Security is about to be beefed up at some community colleges after lawmakers passed a bill this year letting 17 community colleges have armed officers.
On Thursday, the Board of Regents set up a formal process to apply.
Manchester Community College said it is ready, and they are submitting a plan to do it.
It isn’t uncommon to see officers on the campus of Manchester Community College. The college has seven, who work six days a week.
The only thing that will be different is that they will be carrying guns.
"I think it’s the sign of our times --- these are more dangerous times,” said college student Joe Carlson.
Shootings and violence on school campuses has convinced some students more security is needed.
Four years ago, a man with a gun was spotted on campus. The school was in lock down for seven hours, and there really wasn’t much campus police could do. They had to wait for Manchester police to secure roads and investigate.

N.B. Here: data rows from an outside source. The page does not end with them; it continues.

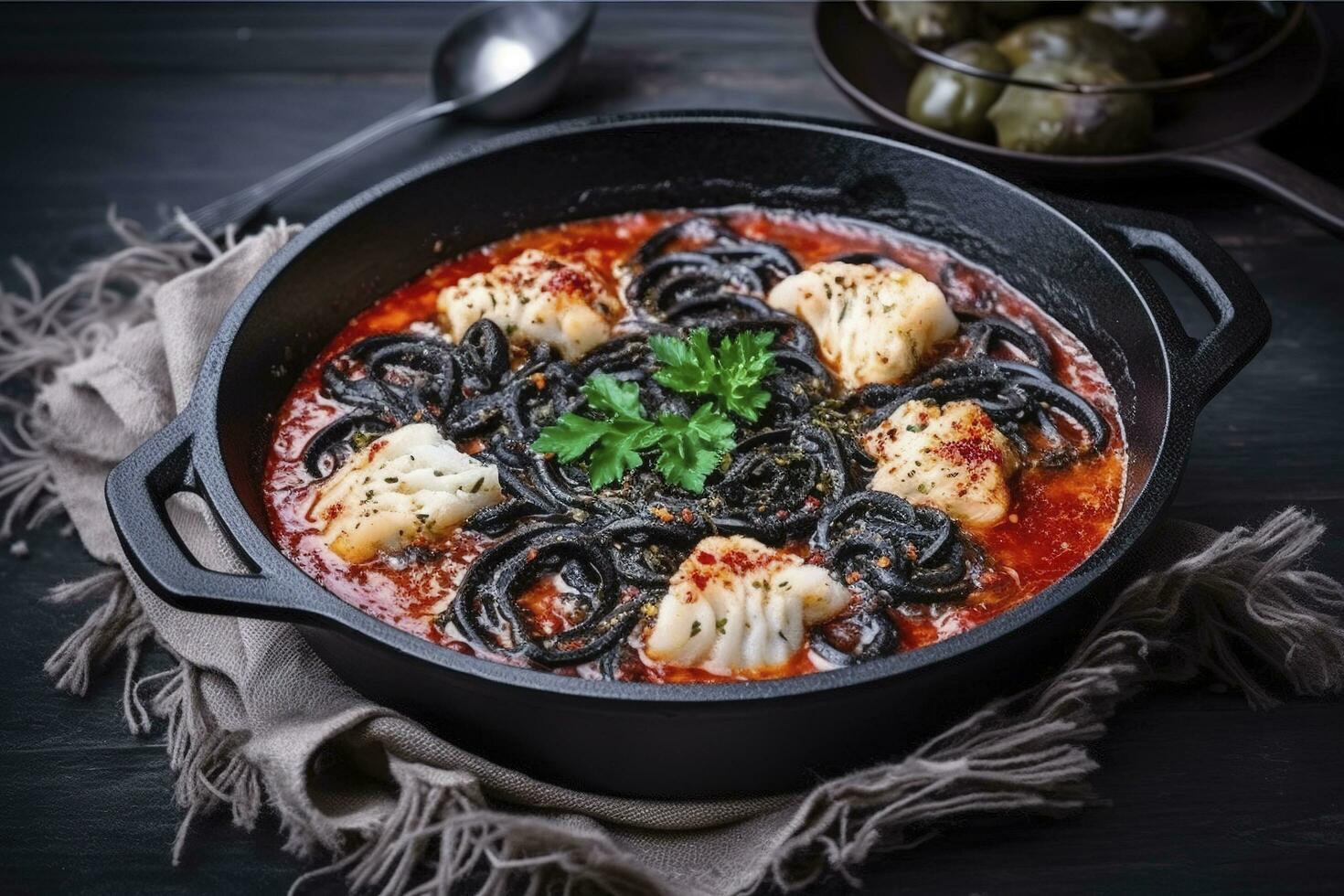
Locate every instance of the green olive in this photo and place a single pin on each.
(1070, 39)
(1174, 34)
(930, 25)
(955, 102)
(1070, 123)
(1011, 11)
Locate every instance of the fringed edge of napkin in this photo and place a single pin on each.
(1238, 609)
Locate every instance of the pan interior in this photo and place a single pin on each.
(355, 257)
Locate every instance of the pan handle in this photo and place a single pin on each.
(1270, 174)
(137, 493)
(1241, 317)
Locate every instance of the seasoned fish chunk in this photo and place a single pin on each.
(534, 298)
(406, 488)
(737, 606)
(872, 324)
(951, 457)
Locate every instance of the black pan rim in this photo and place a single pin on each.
(894, 119)
(332, 612)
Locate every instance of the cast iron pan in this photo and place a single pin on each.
(1211, 129)
(1081, 262)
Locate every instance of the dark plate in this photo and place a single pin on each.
(1211, 129)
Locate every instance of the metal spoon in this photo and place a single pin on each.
(502, 63)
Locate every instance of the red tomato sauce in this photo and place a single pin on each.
(1058, 516)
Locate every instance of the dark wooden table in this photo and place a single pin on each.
(148, 106)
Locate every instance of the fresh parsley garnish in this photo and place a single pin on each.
(692, 446)
(615, 441)
(689, 448)
(730, 375)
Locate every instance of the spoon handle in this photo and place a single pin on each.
(242, 206)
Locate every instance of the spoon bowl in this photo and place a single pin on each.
(502, 63)
(511, 60)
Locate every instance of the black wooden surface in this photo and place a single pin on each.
(145, 106)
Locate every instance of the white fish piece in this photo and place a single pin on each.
(872, 324)
(738, 606)
(535, 298)
(951, 457)
(409, 486)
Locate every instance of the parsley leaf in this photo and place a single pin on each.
(730, 375)
(689, 448)
(615, 441)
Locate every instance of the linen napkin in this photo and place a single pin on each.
(254, 720)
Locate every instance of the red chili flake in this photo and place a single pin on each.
(971, 452)
(741, 561)
(566, 280)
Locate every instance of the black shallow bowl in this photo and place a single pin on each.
(1080, 262)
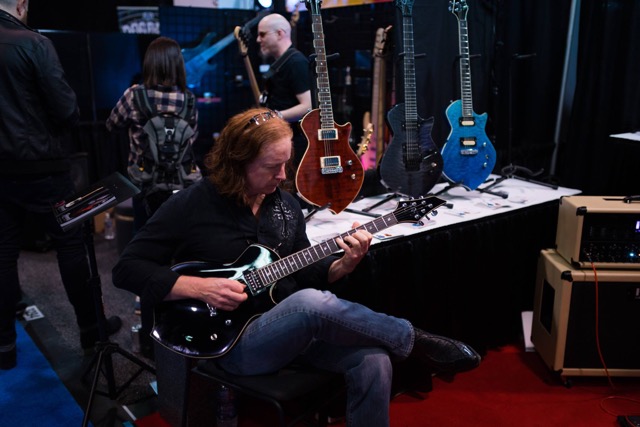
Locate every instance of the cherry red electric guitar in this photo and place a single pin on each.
(330, 173)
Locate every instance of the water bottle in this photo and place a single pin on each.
(227, 411)
(109, 230)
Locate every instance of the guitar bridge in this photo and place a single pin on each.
(330, 165)
(468, 146)
(327, 134)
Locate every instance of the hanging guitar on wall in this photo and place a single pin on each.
(412, 164)
(196, 59)
(469, 156)
(330, 173)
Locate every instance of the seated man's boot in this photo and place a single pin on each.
(443, 355)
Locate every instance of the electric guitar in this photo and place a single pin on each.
(469, 156)
(330, 173)
(195, 329)
(411, 164)
(243, 36)
(196, 59)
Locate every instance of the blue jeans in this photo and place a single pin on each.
(36, 196)
(319, 329)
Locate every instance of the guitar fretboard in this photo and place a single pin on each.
(412, 149)
(407, 211)
(322, 73)
(465, 69)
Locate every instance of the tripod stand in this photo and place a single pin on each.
(80, 211)
(104, 348)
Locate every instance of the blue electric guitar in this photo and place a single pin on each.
(412, 164)
(469, 156)
(197, 60)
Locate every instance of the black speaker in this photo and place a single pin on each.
(581, 314)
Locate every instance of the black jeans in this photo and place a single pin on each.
(36, 197)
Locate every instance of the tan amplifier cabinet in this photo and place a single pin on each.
(600, 229)
(563, 328)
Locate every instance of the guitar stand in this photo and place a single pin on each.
(80, 211)
(511, 170)
(104, 348)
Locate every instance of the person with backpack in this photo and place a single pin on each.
(162, 119)
(240, 212)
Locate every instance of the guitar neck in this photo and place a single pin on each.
(322, 73)
(297, 261)
(255, 90)
(465, 69)
(410, 98)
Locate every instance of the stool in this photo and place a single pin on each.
(310, 390)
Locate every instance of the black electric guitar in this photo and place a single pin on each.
(196, 59)
(469, 156)
(412, 163)
(195, 329)
(330, 173)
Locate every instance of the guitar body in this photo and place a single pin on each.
(192, 328)
(195, 329)
(410, 171)
(469, 157)
(321, 185)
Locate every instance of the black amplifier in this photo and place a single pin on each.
(599, 230)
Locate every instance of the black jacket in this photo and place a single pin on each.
(36, 103)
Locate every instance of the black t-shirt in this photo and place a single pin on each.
(288, 77)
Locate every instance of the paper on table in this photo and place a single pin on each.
(633, 136)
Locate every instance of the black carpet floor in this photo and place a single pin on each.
(114, 403)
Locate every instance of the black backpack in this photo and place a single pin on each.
(168, 163)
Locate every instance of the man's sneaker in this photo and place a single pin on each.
(8, 357)
(90, 336)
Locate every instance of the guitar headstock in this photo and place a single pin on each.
(295, 15)
(414, 209)
(243, 44)
(459, 8)
(406, 6)
(367, 130)
(380, 45)
(313, 6)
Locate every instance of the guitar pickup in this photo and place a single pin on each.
(468, 146)
(327, 134)
(330, 165)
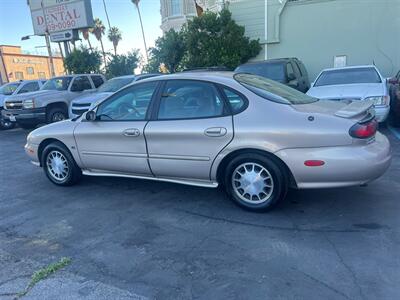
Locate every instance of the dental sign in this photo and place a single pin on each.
(60, 15)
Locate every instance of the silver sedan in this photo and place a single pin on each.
(254, 136)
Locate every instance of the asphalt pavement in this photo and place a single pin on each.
(136, 239)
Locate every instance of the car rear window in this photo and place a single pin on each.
(348, 76)
(274, 71)
(273, 90)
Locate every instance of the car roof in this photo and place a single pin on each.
(350, 67)
(220, 76)
(272, 60)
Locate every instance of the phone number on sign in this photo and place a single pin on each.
(62, 25)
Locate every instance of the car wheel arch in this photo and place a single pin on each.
(224, 163)
(43, 144)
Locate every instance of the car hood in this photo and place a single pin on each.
(60, 129)
(37, 94)
(347, 91)
(92, 98)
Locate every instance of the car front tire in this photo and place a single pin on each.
(59, 165)
(255, 182)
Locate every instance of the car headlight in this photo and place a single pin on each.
(29, 103)
(380, 100)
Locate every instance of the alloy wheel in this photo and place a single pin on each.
(252, 183)
(57, 165)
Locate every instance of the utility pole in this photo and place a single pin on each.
(48, 42)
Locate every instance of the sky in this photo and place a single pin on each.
(15, 22)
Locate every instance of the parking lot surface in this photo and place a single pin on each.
(142, 239)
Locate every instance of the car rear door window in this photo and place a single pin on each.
(130, 104)
(189, 99)
(29, 87)
(97, 80)
(81, 83)
(236, 101)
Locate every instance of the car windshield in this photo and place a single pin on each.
(274, 71)
(348, 76)
(9, 88)
(114, 85)
(273, 90)
(57, 84)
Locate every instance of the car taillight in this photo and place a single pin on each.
(364, 130)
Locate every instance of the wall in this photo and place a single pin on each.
(251, 15)
(315, 31)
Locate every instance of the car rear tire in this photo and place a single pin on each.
(56, 114)
(255, 182)
(59, 165)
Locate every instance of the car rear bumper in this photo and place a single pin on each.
(344, 165)
(36, 115)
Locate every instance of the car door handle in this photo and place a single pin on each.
(132, 132)
(215, 131)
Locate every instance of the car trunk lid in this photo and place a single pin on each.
(343, 109)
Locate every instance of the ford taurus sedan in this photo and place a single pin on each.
(254, 136)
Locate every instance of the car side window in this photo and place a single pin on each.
(97, 80)
(29, 87)
(290, 72)
(189, 99)
(236, 100)
(297, 69)
(130, 104)
(81, 83)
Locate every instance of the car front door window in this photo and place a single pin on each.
(130, 104)
(184, 99)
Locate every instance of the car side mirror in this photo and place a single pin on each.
(91, 116)
(291, 77)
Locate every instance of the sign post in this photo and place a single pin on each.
(53, 73)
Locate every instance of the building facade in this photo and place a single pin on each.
(15, 65)
(175, 13)
(319, 32)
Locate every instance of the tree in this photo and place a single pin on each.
(82, 60)
(136, 2)
(98, 31)
(214, 39)
(169, 50)
(115, 36)
(123, 64)
(85, 33)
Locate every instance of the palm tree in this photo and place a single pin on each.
(98, 31)
(136, 2)
(114, 35)
(86, 37)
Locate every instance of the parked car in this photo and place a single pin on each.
(82, 104)
(357, 83)
(253, 135)
(394, 91)
(289, 71)
(51, 103)
(16, 88)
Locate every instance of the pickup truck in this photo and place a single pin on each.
(16, 88)
(49, 104)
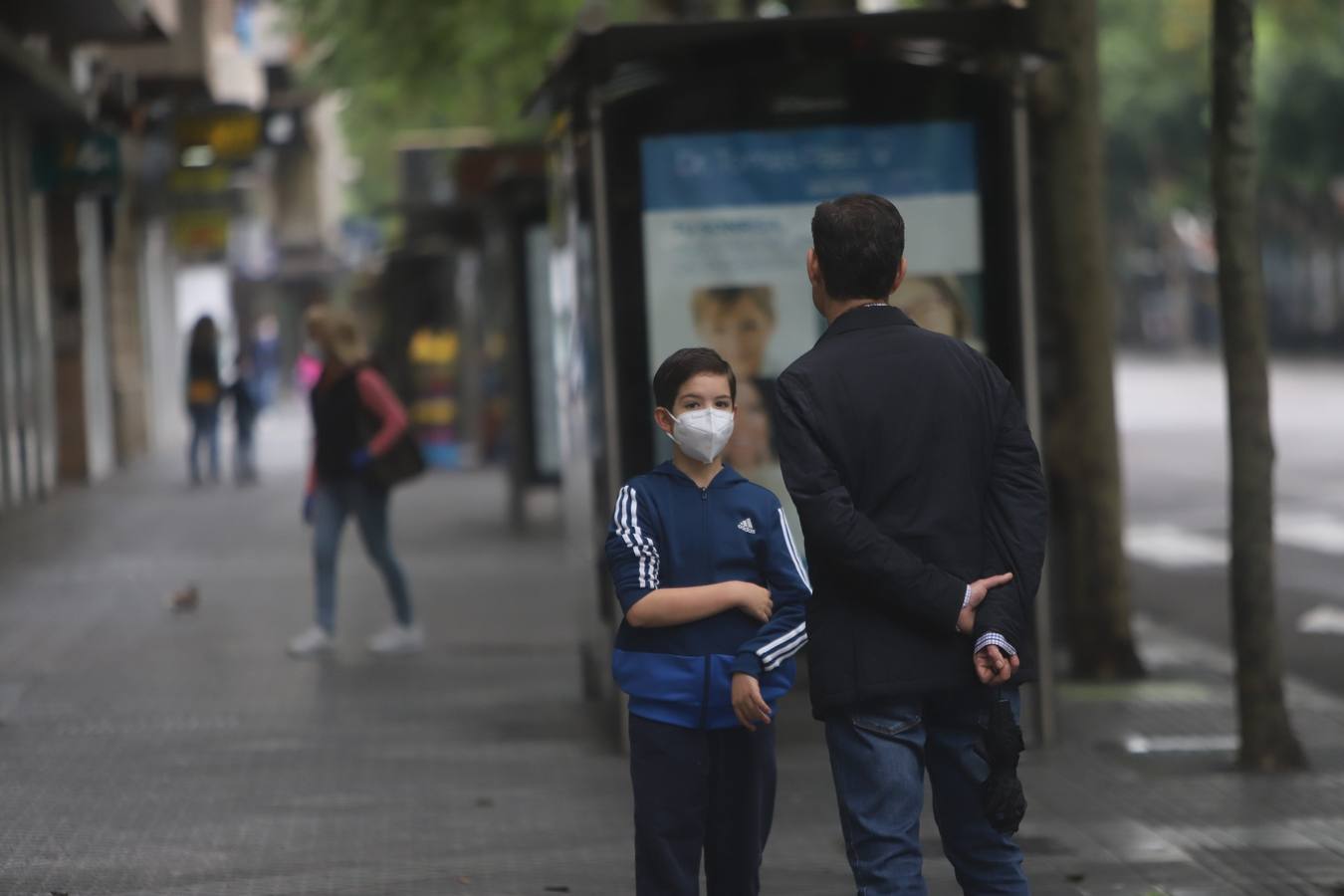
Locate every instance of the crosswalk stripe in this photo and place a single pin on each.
(1323, 619)
(1321, 533)
(1178, 547)
(1174, 547)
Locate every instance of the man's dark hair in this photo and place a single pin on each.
(859, 241)
(682, 365)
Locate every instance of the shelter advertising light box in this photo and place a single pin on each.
(728, 225)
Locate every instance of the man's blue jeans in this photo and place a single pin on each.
(878, 758)
(333, 503)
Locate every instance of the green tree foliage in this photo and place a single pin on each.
(410, 65)
(1155, 60)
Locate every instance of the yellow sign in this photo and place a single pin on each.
(231, 135)
(200, 231)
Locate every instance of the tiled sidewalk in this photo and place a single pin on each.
(150, 753)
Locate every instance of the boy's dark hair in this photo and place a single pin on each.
(682, 365)
(859, 241)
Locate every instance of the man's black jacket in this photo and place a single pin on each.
(909, 458)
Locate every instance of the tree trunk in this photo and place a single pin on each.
(1078, 318)
(1267, 741)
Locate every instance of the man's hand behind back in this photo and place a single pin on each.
(975, 596)
(994, 666)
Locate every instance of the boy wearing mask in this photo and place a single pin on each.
(714, 595)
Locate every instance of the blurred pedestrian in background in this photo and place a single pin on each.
(203, 395)
(245, 392)
(265, 358)
(356, 419)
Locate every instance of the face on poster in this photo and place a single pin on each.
(728, 225)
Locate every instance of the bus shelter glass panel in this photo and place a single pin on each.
(728, 225)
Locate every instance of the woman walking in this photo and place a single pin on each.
(356, 418)
(203, 394)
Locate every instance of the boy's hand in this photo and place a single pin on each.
(756, 602)
(748, 704)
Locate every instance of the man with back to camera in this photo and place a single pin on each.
(909, 458)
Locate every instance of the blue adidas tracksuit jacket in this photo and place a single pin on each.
(669, 534)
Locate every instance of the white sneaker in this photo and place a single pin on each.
(398, 638)
(310, 642)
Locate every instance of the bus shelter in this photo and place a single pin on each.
(684, 162)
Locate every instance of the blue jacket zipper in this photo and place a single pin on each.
(705, 518)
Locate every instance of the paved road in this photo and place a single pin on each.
(1172, 415)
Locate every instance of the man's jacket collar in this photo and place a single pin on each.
(867, 318)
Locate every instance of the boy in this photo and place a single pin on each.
(714, 594)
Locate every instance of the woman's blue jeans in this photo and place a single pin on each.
(333, 503)
(878, 758)
(204, 427)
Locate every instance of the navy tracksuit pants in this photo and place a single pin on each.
(701, 791)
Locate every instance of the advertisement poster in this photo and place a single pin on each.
(728, 225)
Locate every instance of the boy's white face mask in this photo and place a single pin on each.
(702, 434)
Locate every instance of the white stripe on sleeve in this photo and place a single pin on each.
(784, 653)
(628, 527)
(793, 551)
(801, 629)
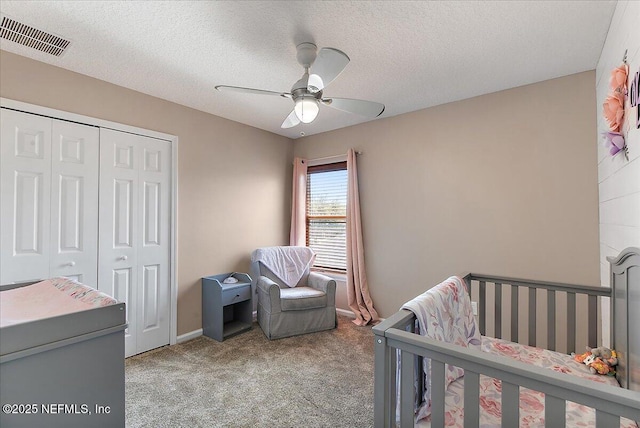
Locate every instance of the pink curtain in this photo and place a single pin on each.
(357, 288)
(298, 234)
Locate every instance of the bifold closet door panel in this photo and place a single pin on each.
(25, 192)
(135, 234)
(153, 247)
(74, 201)
(117, 263)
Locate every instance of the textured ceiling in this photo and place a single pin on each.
(407, 55)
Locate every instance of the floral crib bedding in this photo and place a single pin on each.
(444, 313)
(531, 402)
(49, 298)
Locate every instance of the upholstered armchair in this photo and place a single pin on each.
(291, 299)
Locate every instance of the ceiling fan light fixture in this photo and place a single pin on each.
(306, 109)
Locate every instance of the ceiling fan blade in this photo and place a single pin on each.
(328, 65)
(251, 91)
(361, 107)
(291, 120)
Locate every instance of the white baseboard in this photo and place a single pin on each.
(189, 336)
(345, 313)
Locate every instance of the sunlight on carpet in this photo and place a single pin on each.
(321, 379)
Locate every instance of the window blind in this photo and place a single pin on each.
(327, 215)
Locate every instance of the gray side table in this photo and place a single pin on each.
(226, 308)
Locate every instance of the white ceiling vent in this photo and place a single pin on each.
(32, 37)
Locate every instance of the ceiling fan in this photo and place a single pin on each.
(320, 68)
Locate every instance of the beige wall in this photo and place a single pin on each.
(502, 184)
(234, 180)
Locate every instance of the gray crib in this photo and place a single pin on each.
(610, 403)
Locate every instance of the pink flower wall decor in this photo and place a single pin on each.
(613, 110)
(613, 107)
(619, 79)
(614, 141)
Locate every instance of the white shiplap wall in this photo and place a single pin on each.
(619, 179)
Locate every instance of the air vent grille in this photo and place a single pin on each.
(32, 37)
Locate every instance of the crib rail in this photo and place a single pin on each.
(610, 403)
(553, 291)
(396, 333)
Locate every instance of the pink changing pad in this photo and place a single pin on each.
(49, 298)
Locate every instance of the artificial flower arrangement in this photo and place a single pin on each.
(613, 109)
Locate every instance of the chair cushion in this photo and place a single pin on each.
(300, 298)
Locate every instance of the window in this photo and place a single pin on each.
(327, 215)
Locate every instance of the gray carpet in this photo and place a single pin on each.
(316, 380)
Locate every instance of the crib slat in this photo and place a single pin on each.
(437, 394)
(551, 320)
(554, 412)
(385, 368)
(593, 321)
(606, 420)
(407, 373)
(498, 310)
(532, 317)
(482, 297)
(510, 404)
(571, 322)
(471, 402)
(514, 313)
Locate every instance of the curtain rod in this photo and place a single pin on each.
(330, 157)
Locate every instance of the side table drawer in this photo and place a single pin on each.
(236, 295)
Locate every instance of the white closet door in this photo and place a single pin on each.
(117, 263)
(74, 201)
(154, 244)
(25, 192)
(134, 234)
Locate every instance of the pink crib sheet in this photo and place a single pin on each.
(531, 402)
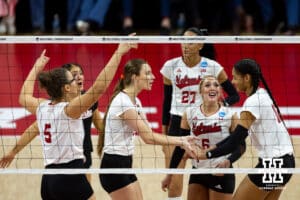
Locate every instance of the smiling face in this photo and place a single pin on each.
(238, 80)
(190, 49)
(146, 78)
(78, 75)
(210, 90)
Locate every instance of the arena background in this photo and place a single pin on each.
(279, 64)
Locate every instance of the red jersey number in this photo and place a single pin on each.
(188, 97)
(47, 133)
(276, 114)
(205, 143)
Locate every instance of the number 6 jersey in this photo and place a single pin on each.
(210, 130)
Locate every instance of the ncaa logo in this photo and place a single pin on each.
(203, 64)
(272, 177)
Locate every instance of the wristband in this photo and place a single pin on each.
(208, 154)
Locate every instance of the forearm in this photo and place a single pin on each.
(234, 140)
(30, 133)
(237, 153)
(233, 96)
(176, 157)
(28, 86)
(165, 129)
(159, 139)
(167, 104)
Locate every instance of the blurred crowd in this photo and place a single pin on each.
(87, 17)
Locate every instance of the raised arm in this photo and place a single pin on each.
(30, 133)
(233, 96)
(234, 140)
(26, 98)
(81, 103)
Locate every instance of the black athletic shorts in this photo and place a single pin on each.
(71, 186)
(113, 182)
(223, 184)
(88, 159)
(269, 182)
(174, 129)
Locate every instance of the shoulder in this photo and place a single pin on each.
(172, 62)
(260, 97)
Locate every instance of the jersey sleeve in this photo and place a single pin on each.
(217, 68)
(121, 104)
(166, 70)
(252, 105)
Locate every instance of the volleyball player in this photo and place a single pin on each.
(60, 122)
(123, 120)
(181, 77)
(210, 122)
(260, 118)
(91, 115)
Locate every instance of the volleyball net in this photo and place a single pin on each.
(277, 55)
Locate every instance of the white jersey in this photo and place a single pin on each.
(185, 81)
(119, 137)
(210, 130)
(62, 136)
(268, 134)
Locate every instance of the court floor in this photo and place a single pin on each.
(27, 187)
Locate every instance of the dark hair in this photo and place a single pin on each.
(53, 81)
(251, 67)
(203, 80)
(132, 67)
(69, 66)
(208, 49)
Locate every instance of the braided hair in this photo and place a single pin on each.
(251, 67)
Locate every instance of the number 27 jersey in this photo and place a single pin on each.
(185, 81)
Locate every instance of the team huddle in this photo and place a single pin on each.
(197, 123)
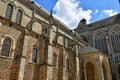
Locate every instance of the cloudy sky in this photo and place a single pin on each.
(71, 12)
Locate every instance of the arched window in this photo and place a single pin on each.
(19, 17)
(9, 11)
(115, 39)
(6, 47)
(67, 64)
(90, 71)
(34, 55)
(101, 42)
(54, 60)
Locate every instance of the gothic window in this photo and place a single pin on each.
(9, 11)
(54, 60)
(19, 17)
(34, 55)
(67, 64)
(115, 39)
(101, 42)
(6, 47)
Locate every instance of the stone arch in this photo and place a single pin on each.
(90, 71)
(60, 40)
(19, 8)
(106, 70)
(37, 27)
(12, 44)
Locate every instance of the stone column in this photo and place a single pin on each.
(23, 58)
(50, 56)
(77, 64)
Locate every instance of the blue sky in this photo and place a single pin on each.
(71, 12)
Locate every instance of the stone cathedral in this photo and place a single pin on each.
(34, 45)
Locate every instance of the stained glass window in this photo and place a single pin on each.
(19, 17)
(6, 47)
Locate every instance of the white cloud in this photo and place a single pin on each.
(110, 12)
(70, 13)
(96, 11)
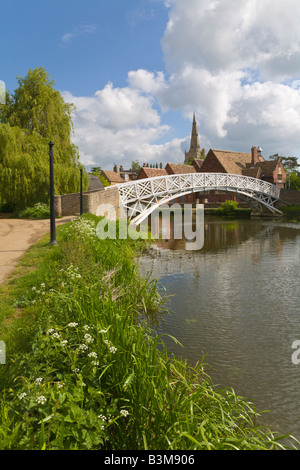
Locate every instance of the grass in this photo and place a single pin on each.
(85, 370)
(38, 211)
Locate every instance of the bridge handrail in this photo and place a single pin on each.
(205, 181)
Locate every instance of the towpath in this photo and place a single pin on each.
(16, 236)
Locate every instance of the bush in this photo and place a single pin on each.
(38, 211)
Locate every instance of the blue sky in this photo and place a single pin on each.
(138, 69)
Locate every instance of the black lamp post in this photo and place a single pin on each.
(52, 208)
(81, 189)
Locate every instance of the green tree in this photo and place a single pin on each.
(35, 114)
(37, 107)
(135, 165)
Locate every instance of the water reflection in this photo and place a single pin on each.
(237, 300)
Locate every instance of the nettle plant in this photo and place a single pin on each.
(60, 396)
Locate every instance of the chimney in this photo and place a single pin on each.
(254, 156)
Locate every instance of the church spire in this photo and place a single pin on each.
(195, 150)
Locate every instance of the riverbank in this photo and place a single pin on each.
(83, 369)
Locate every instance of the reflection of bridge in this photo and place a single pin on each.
(144, 196)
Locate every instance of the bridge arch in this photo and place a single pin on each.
(142, 197)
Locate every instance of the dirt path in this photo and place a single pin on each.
(16, 236)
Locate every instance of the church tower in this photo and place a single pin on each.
(195, 150)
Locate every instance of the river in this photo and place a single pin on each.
(237, 302)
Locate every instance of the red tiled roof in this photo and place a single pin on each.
(179, 169)
(146, 172)
(113, 177)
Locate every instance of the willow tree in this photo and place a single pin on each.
(35, 114)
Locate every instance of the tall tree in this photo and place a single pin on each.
(35, 114)
(37, 107)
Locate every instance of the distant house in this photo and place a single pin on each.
(179, 169)
(127, 175)
(95, 183)
(112, 177)
(146, 172)
(246, 164)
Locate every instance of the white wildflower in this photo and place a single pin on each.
(41, 400)
(93, 354)
(88, 338)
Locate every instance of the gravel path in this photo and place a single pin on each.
(16, 236)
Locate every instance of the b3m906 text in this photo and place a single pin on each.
(172, 459)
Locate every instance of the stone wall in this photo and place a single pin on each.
(290, 196)
(98, 202)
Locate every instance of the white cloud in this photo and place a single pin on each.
(82, 30)
(118, 125)
(235, 63)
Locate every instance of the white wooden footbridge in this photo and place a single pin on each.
(142, 197)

Manchester Community College President Gena Glickman said if campus police were armed, the lockdown could have been much shorter.
"We operate like other police departments. This makes the campus police specialty designated,” Glickman said.
"As long as they know what they are doing, I am for it. It’s better than us running around not knowing what to do,” said student Rachel Labonti.
Manchester’s officers are already trained.
"If they are properly trained than I don't have a problem with it,” said college student Cathy Aforismo.
The plan is optional and for some colleges it will take more time because only certified officers are allowed to carry guns.
As for the cost, Manchester said it really won’t be much of an issue and they feel this is a good way to make their campus safer.